There are certain things you can count on when living in New York: sticky summers, potholes in the winter, and Alec Baldwin acting deranged all year 'round. CNN reports on the Prince of Players' latest outburst: 

Actor Alec Baldwin was arrested Tuesday and issued two summonses -- one for disorderly conduct -- after riding a bicycle the wrong way on a New York street, police said.


 The "30 Rock" star allegedly became angry and started yelling at police after they asked him for identification to give him a summons, police said. The other summons was for riding a bike against the flow of traffic. Baldwin is to appear in court July 24.

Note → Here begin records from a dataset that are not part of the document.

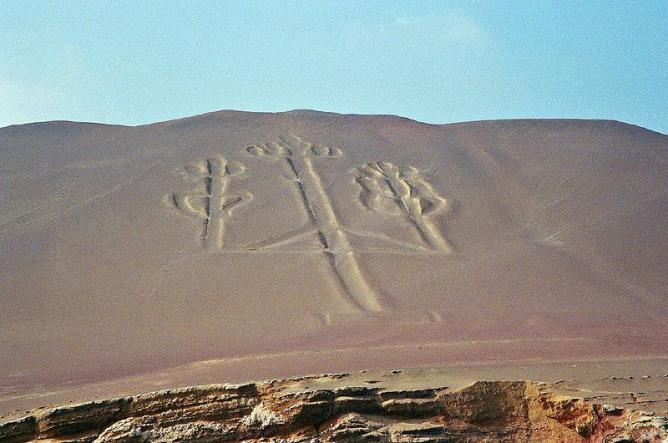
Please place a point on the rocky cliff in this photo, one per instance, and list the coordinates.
(329, 408)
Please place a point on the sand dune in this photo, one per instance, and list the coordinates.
(128, 250)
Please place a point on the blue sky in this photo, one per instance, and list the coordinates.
(137, 62)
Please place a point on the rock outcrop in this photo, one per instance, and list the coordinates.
(278, 411)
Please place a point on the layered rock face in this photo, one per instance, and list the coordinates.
(276, 411)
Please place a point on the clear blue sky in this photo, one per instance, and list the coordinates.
(142, 61)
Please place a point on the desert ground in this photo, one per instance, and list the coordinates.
(236, 246)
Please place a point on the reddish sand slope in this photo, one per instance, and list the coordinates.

"Police stated that he got belligerent and started arguing with them and using profanity," Deputy Chief Kim Y. Royster said. The actor reportedly became angry at the officers, yelling "Give me the summons already," a law enforcement official said. [...] Once in custody, Baldwin was taken to a nearby precinct, where he reportedly asked the desk supervisor: "How old are these officers, that they don't know who I am?" according to a law enforcement official.
 

Alec Baldwin: actor,
credit card shill, perp. (Even a
passing truck approves his
arrest.)
You read right, bub -- the man who simply loathes being a celebrity pulled the "Don't you know who I am" card. Yeah, you're the guy who encouraged people to stack up a pile of debt under the guise of getting 1% back by asking, "What's in your wallet?" (For the record, my answer is "two fives and three singles.")

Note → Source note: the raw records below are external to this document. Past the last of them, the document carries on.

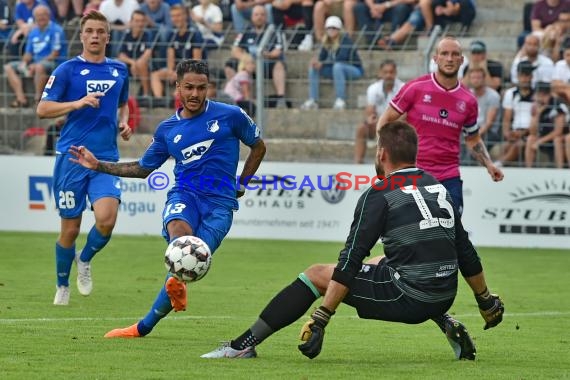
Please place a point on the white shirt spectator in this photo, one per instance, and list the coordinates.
(211, 15)
(118, 10)
(521, 106)
(375, 95)
(544, 68)
(561, 71)
(490, 99)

But Baldwin wasn't finished. In the 21st-century version of storming the castle, he strapped on his iPhone and took to Twitter: "New York City is a mismanaged carnival of stupidity that is desperate for revenue and anxious to criminalize behavior once thought benign." Well, Alec, you might want to blame Mayor Bill de Blasio, the man you slobbered over on your blink-or-you'll-miss-it talk show last year. After all, you wanted him ringmaster of this "mismanaged carnival." Oh, and riding a bike against traffic in New York is illegal.

In the 33 years I've lived in New York, I've seen dozens of celebrities walking around the city. Artists (Andy Warhol, Peter Max), dancers (Gregory Hines, Mikhail Baryshnikov), musicians (Paul McCartney, Madonna), TV stars (David Caruso, Richard Beltzer), A-listers (Robert de Niro, Dustin Hoffman), legends (Greta Garbo, Jackie Onassis), the infamous (Johnny Rotten, Woody Allen), B-listers (Kelly Ripa, the guy from House. Not Hugh Laurie; the other guy), and everyone else in between. For a while, I couldn't walk out of my former workplace without running into Regis Philbin. Lord knows I tried, though.

Nicole Kidman learns the power of
the press the hard way.
What these disparate groups of people have in common is that none of them did anything to attract negative attention to themselves. Whether New Yorkers are cool or only pretend to be, they tend to leave celebrities alone. Even paparazzi by and large keep a fairly respectable distance from their targets, save for the knucklehead who knocked over Nicole Kidman with his bicycle. And he was probably one of Tom Cruise's assistants trying to teach her a lesson.

If only.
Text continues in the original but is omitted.